Code comments: timeless, not a changelog
Comments explain non-obvious technical facts for a future reader who has no idea a
change ever happened. They must NOT narrate the development path:
- ❌ ticket/PR numbers, "fixed the bug where…", "previously this used…", anecdotes.
- ✅ terse, present-tense statements of why the code is the way it is (an invariant,
a gotcha, a non-obvious constraint). If it would read oddly in code written from
scratch, it belongs in the commit message or PR, not the source.
Outward actions: draft before posting
Anything that leaves the local machine and is hard to retract — a PR comment, a review,
a posted message — gets drafted and shown for approval first. Never post to GitHub
(or Slack, etc.) without the human seeing the exact text. Opening the PR is fine; the
outward commentary is what gets the draft gate.
PR lifecycle
- Open early, push often — let CI run while you keep working; commit periodically
rather than one giant drop.
- Never declare "then merge." The terminal state of a plan is green CI + ready for
review, not "merged" — auto-merge is not assumed, and another author's PR gets a real
review pass before "ready to merge."
- Every CI failure is investigated, never dismissed as "flaky" or "unrelated"

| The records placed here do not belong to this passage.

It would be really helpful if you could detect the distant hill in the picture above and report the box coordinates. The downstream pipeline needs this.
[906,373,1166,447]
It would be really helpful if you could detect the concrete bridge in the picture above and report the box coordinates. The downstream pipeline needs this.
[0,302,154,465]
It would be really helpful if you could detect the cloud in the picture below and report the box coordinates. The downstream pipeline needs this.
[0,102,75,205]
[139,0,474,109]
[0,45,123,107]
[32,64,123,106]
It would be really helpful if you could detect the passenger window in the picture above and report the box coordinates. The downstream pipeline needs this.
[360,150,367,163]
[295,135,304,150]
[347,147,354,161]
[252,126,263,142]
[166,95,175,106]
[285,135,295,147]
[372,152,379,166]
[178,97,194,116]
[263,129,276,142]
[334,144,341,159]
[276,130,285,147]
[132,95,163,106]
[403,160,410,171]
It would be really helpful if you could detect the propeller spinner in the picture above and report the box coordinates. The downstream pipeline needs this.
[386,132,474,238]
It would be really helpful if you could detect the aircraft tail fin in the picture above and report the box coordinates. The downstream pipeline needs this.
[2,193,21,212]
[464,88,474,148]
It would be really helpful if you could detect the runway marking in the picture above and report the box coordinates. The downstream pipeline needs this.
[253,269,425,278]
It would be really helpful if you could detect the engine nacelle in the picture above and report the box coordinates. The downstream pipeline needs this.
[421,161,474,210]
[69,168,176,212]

without reading the actual failing log.
Output contract
- Tree formatted with the repo's tooling (cache cleared if a cold-CI mismatch is possible).
- Conventional, trailer-clean commit message; rationale in the body, not in code.
- Code comments are timeless technical facts — zero dev-path narration.
- Any outward PR/message text shown for approval before it is posted.